Hexham Abbey gets green light from Heritage Fund
The Heritage Lottery Fund (HLF) announced its initial support for a £1.8m bid for the historic Hexham Abbey today.
The news means that plans can now be developed for a major heritage regeneration project which aims to breathe life back into some of the former monastic buildings adjoining the Abbey.
Head of the Heritage Lottery Fund for the North East, Ivor Crowther, says; “Hexham Abbey is one of the North East’s most significant buildings and it has fascinating links with the growth of early Christianity, not just in Northumberland but across the UK. The Heritage Lottery Fund’s initial support means that the Abbey can now develop its plans to help people learn more about the Abbey’s remarkable treasures, and bring the historic buildings around it back into daily use.”
The project has also been awarded £175,000 in devlopment funding to help advance plans for the Abbey that include re-acquiring and refurbishing the Carnaby Building, lost to the Church at the time of the Reformation. Other plans include introducing new education facilities, to help tell the story of the Abbey and its major contribution to the life of Hexham and to the North East’s heritage. HLF support will create more opportunities for local volunteers to get involved with the buildings and collections, through guiding visitors and researching the fascinating artefacts that still remain on site.

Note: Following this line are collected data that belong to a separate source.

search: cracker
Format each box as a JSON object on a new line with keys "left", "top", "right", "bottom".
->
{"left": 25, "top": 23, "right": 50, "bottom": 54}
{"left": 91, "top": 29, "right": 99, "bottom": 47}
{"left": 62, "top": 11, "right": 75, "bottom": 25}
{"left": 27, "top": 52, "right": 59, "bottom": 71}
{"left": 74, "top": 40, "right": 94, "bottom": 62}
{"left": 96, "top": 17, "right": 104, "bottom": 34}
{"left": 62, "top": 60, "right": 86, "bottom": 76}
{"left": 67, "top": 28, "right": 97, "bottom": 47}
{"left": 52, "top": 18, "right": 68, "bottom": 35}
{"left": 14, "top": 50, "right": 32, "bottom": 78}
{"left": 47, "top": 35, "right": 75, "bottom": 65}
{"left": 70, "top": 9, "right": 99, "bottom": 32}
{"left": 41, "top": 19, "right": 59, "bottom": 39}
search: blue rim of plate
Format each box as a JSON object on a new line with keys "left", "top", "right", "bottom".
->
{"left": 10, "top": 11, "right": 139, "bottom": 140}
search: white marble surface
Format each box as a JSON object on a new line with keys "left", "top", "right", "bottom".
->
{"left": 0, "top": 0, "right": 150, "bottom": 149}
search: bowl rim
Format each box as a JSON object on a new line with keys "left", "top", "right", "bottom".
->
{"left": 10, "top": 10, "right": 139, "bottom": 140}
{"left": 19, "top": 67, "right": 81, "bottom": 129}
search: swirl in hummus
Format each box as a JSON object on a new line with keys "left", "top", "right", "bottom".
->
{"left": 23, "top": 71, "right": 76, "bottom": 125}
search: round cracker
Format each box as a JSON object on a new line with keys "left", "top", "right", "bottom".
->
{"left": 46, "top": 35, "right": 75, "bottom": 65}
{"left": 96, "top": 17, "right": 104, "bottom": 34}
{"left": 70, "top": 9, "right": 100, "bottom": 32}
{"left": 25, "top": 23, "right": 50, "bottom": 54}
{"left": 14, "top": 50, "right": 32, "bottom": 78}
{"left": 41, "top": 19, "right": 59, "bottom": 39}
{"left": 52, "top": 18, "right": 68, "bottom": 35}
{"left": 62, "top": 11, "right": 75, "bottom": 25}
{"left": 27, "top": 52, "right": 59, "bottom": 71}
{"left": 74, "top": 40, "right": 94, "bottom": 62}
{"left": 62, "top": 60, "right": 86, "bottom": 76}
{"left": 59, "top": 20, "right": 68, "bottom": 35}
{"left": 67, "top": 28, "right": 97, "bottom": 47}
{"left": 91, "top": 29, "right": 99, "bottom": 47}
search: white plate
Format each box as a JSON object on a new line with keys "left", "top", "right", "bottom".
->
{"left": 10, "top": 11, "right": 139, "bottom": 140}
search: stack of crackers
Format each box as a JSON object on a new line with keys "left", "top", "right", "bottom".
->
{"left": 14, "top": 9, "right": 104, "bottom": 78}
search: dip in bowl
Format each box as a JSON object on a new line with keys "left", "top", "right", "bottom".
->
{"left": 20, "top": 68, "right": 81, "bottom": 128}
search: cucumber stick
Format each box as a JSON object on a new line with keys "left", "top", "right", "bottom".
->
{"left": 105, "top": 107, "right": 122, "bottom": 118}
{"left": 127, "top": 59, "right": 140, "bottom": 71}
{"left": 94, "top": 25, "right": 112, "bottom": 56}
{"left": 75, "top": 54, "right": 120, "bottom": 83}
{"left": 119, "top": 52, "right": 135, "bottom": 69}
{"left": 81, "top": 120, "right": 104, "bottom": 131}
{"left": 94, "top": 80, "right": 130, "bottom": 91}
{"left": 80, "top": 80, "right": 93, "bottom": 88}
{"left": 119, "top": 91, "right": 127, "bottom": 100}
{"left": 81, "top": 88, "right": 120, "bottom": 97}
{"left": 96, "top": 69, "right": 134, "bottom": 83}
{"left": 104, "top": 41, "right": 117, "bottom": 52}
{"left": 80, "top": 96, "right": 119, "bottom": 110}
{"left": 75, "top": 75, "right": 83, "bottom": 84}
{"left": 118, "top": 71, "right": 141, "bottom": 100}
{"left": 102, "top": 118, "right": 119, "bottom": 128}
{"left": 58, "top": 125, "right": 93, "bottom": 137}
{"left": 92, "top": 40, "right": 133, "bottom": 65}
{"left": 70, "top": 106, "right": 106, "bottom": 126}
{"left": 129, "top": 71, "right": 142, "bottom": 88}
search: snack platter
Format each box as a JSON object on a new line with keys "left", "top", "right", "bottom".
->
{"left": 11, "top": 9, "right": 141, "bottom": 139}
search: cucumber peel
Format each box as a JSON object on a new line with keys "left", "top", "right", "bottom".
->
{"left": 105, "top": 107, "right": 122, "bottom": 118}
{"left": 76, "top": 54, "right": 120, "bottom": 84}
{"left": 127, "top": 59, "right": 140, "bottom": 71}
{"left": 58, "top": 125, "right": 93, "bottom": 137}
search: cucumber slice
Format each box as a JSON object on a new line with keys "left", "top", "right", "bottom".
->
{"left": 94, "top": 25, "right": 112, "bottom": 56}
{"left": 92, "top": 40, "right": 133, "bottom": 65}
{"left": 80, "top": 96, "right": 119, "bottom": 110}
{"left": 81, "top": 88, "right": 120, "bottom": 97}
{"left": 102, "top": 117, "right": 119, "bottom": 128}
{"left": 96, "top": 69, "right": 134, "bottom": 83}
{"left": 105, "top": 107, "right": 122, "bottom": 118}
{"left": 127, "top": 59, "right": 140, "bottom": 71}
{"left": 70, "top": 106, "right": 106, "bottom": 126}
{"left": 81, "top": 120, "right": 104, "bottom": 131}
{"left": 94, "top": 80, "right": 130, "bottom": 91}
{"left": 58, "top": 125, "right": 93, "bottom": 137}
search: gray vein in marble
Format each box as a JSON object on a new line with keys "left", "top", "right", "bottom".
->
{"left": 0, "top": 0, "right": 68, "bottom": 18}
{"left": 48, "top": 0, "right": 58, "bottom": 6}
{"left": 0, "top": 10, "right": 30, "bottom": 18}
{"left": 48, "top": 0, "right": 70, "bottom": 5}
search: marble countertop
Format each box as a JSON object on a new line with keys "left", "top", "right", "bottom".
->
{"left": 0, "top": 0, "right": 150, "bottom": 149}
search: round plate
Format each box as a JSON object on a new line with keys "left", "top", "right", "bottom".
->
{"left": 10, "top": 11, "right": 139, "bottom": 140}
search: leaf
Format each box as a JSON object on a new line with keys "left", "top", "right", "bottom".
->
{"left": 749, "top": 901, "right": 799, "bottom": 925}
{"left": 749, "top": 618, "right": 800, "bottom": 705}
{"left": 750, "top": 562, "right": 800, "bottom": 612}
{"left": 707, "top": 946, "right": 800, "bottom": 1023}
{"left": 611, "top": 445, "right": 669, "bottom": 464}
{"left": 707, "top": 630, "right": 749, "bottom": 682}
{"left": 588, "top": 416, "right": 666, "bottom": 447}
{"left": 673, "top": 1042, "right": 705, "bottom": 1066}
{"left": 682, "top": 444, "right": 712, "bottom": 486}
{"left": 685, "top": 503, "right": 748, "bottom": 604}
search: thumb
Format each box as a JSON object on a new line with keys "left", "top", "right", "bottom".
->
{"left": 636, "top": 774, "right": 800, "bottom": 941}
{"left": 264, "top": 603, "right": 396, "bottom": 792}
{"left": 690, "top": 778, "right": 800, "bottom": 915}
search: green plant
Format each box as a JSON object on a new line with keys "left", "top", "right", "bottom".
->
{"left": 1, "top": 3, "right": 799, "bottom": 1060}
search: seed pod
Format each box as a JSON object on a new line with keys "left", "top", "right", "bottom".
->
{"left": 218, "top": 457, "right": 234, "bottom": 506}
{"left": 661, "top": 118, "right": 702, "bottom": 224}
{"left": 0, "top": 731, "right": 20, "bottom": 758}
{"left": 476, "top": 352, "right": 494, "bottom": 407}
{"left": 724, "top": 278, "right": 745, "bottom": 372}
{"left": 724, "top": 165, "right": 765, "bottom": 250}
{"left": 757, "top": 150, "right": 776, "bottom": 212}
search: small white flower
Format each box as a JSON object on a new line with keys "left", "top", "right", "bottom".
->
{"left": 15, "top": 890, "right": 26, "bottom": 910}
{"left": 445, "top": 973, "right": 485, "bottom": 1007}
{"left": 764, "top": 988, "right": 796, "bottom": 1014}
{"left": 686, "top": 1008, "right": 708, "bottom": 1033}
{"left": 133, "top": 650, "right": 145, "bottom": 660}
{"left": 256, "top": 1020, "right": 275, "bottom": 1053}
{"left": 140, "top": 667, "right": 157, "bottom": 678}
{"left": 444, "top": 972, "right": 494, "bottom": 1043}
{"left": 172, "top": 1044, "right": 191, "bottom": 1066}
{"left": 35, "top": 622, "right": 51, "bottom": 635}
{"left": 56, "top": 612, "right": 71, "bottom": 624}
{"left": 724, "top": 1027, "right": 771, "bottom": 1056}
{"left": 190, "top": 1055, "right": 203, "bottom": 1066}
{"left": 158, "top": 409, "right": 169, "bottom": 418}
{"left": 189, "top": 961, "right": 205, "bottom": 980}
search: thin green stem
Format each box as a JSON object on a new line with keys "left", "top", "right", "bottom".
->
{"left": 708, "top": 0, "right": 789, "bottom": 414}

Hexham Abbey, originally founded by St Wilfrid during Saxon Times (c 674 AD), has provided local people with a stunning place of worship for more than 1300 years. The building is of national historical importance and houses some fascinating collections of rare Saxon and Roman stone artefacts and medieval paintings.
Canon Graham Usher, speaking on behalf of Hexham Abbey, says, “I am delighted that the Hexham Abbey Project has captured the imagination of the Heritage Lottery Fund. The community at Hexham Abbey is most grateful to the Trustees for this initial support. If successful at second-round, the project will enable the Abbey to restore significant medieval buildings, but it will also open up a greater understanding of the unique history of this site, and make an important economic contribution to this Northumbrian market town.”
*A first-round pass is an endorsement of outline proposals, and now the project now has up to two years to submit fully developed proposals to compete for a firm award.